Jodocus Badius (Josse Bade; Jodoco del Badia; 1462 – 1535), also known as Josse Badius, Jodocus van Asche Badius, and Badius Ascensius, was a Burgundian-French pioneer of the printing industry, a grammarian, and a pedagogue.

==Life==
Josse Badius was born in the village of Asse (formerly Assche) near Brussels in Flemish Brabant in AD 1462. He was a scholar of considerable repute, studying in Brussels and Ferrara and teaching Greek for several years at Lyon, France. During the years 1492–1498, while in Lyon, he began working as a proofreader and editor for the printer Jean Trechsel.

He moved to Paris, where he established his own printing house in the year 1503, which eventually took the name Prelum Ascensianum. With 775 editions, it served as one of the most active publishers during the first three decades of the 16th century. He specialized in Roman classical texts in Latin, often with his own familiare commentum for the student market. For example, for the 2nd-century BC Roman playwright Terence, Badius printed a Praenotamenta in 1502. This introduced the subject of Roman comedy through a lengthy treatment of general theories of poetry and thorough discussion of its origins, development, and classifications. He also published work by contemporary humanist writers. He frequently worked with or for Johannes Parvus (Jean Petit), the era's most important bookseller and publisher.

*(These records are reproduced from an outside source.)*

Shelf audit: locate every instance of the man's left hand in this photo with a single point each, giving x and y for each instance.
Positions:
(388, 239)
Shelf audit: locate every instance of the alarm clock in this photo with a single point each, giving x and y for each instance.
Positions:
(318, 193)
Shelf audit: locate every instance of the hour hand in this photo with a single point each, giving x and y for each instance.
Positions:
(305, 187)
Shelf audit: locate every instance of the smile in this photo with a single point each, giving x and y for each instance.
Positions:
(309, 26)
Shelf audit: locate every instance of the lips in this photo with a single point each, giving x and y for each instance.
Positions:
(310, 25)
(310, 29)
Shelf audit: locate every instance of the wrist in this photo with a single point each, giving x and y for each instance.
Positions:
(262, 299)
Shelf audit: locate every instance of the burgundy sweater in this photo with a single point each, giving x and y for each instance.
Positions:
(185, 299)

He was also the author of numerous pieces, amongst which are a life of Thomas a Kempis and a satire on the follies of women entitled Navicula Stultarum Mulierum.

Badius died in 1535. His epitaph was written by his grandson Henry Stephanus. His work was continued by his 2nd son, Conrad. After Conrad confessed to being a Huguenot, he was forced to flee to Calvinist Geneva in 1549.

==Gallery==

Another woodcut printer's mark of the Prelum Ascensianum ("press of Ascensius") in 1508.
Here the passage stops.